SWRA662A January 2020 – September 2022 AWR1243 , AWR1443 , AWR1642 , AWR1843 , AWR1843AOP , AWR2243 , AWR6843 , AWR6843AOP , IWR1443 , IWR1642 , IWR1843 , IWR6443 , IWR6843 , IWR6843AOP
When parallel interference occurs, the whole chirp (or most of the chirp) is damaged, and it is difficult to correct it. Therefore, localization and mitigation is not very useful for parallel interference.
Parallel interferers can be weakened by a process called chirp dithering (or chirp randomization). In this process, certain parameters of a chirp are randomized on a per-chirp basis. For example, the phase of the chirp can be made random. Because the aggressor has no knowledge of the victim’s randomization scheme, a parallel interferer is spread during the doppler processing. The chirp starting phase can be randomized using the per-chirp phase shifter API, or the binary phase shifter API. There are multiple other parameters of a chirp that can be randomized; chirp slope, chirp start frequency, and the chirp idle time can all be randomized using the chirp config API. This chirp config API rlSetChirpConfig is described in the interface control document.
Figure 5-1 shows how a ghost target due to a parallel interferer is spread in Doppler by random binary phase modulation (that is, chirp phase dithering), and further spread using chirp idle time dithering. If no randomization options are used, parallel interferers appear as ghost objects. If randomization is applied, the peak of the interferer is destroyed by dithering. Randomization works by damaging aggressor coherence across different chirps, thereby reducing their effect during 2D processing. The reduction is approximately 10log10 of the number of chirps in one frame. When the aggressor coherence is destroyed, CFAR algorithms can then be used to remove interference-related effects.
Dithering schemes introduce more complexity during Doppler processing, due to the fact that some correction must be applied. For example, chirp phase dithering can be corrected by applying an opposite phase shift to the chirp before Doppler processing. Certain dithering schemes, such as idle time dithering, can introduce high noise-floor in Doppler.

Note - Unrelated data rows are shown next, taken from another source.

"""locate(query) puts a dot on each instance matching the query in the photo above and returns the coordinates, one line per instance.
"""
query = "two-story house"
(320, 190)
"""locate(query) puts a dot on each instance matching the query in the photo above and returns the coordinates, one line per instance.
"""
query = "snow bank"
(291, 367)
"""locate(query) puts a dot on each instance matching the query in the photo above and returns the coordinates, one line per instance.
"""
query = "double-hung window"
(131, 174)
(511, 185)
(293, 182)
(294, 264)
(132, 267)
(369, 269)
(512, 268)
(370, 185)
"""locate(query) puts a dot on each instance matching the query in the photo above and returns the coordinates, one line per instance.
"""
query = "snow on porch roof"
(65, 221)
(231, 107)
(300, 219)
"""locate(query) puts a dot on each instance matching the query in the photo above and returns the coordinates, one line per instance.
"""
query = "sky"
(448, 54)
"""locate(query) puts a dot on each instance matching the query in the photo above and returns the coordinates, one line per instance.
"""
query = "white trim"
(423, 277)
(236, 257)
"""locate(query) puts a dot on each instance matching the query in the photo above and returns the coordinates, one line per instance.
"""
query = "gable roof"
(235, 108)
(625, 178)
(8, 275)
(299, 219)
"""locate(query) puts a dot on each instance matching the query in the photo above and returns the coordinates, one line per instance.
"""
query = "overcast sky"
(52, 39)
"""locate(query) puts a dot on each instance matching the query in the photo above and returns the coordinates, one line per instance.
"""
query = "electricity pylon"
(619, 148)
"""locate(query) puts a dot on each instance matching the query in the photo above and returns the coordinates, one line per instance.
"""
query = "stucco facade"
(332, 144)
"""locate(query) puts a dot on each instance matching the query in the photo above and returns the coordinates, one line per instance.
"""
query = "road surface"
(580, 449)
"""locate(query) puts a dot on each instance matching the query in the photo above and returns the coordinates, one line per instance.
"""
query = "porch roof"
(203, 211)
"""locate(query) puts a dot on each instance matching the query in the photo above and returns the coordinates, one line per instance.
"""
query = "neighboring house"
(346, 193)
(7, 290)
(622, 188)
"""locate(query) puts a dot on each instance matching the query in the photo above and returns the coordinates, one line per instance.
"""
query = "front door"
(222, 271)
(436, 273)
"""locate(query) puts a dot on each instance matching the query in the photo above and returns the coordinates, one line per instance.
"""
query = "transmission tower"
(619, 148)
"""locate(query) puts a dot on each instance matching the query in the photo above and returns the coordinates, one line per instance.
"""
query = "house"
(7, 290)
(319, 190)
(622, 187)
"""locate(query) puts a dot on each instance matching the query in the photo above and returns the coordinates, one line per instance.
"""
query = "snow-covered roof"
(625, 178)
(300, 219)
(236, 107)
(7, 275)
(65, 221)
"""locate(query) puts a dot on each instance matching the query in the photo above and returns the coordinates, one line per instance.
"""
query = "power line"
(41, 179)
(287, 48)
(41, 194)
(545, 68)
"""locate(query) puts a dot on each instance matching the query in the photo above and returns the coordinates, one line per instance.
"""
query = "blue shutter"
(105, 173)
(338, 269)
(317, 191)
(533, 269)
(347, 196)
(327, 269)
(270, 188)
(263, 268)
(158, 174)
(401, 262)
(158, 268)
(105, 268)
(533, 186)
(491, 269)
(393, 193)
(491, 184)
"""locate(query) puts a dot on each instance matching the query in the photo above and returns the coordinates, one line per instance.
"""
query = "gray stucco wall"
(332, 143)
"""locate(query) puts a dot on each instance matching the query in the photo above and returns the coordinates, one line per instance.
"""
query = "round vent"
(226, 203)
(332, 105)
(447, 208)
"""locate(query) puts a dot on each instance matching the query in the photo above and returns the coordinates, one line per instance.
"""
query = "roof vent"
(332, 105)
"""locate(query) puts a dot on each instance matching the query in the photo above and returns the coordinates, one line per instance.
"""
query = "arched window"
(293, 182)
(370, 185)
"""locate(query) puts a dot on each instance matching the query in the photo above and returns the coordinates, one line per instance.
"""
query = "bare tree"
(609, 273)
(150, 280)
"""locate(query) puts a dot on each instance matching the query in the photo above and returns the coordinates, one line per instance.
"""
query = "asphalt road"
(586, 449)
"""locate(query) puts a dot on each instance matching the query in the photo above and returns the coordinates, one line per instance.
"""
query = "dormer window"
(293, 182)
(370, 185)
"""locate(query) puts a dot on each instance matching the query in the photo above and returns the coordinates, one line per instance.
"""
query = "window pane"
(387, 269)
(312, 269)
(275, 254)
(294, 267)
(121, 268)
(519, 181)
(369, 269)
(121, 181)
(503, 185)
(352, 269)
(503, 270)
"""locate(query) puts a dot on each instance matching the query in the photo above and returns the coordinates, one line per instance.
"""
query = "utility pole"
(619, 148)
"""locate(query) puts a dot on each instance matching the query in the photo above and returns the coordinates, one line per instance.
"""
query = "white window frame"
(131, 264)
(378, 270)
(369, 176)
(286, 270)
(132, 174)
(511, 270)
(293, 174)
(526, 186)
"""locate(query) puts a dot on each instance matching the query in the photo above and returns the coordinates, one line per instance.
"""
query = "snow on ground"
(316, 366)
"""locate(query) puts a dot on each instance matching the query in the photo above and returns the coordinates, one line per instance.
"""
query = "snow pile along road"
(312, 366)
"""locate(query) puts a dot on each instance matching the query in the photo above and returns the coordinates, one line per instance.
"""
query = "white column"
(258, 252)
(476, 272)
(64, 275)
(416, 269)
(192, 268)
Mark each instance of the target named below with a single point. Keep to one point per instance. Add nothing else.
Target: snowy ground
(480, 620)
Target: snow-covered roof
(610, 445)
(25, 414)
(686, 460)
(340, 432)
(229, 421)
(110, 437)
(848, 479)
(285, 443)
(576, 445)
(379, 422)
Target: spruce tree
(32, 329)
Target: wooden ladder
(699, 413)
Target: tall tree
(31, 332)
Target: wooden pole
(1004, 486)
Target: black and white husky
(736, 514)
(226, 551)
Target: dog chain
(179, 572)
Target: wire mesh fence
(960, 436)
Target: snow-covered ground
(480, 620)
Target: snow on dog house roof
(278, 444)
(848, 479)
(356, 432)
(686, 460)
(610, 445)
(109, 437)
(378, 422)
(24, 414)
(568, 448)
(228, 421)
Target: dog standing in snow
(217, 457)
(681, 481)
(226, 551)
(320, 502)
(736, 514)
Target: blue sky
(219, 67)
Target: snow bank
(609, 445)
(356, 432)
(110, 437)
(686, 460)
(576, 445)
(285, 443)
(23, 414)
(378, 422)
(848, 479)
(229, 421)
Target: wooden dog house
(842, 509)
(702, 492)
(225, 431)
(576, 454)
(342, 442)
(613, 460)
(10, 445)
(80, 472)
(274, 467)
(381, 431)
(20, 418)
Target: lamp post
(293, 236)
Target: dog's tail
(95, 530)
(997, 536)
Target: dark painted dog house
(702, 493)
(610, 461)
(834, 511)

Because oscillators for radar devices vary, without clock synchronization, the chirp starting time moves relatively slowly between the radar devices. For example, two radar devices, programmed to the same chirp configuration, have a 200-ppm difference in local oscillator frequency. Assuming that the chirp must start within 1 µs to see the interference and frame rate is 0.1 s, then after one frame, the relative chirp starting time moves approximately 20 µs. Thus, it takes approximately 1/20 frames to move away from the interference zone. It takes approximately 8 minutes to shift one whole frame to ensure it gets back to the interference zone. Users will see interference in 1/20 frames before it moves away.
When the LO variation is smaller, such as a 1-ppm difference between the two radars, then it takes approximately 27.7 hours to shift back to the interference zone; users will see interference for 10 frames before it moves away. This introduces the possibility of frame start randomization. Each frame starts with a random time offset. In such cases, the parallel interferer may only affect one frame. In this way, the worst case system performance can be improved.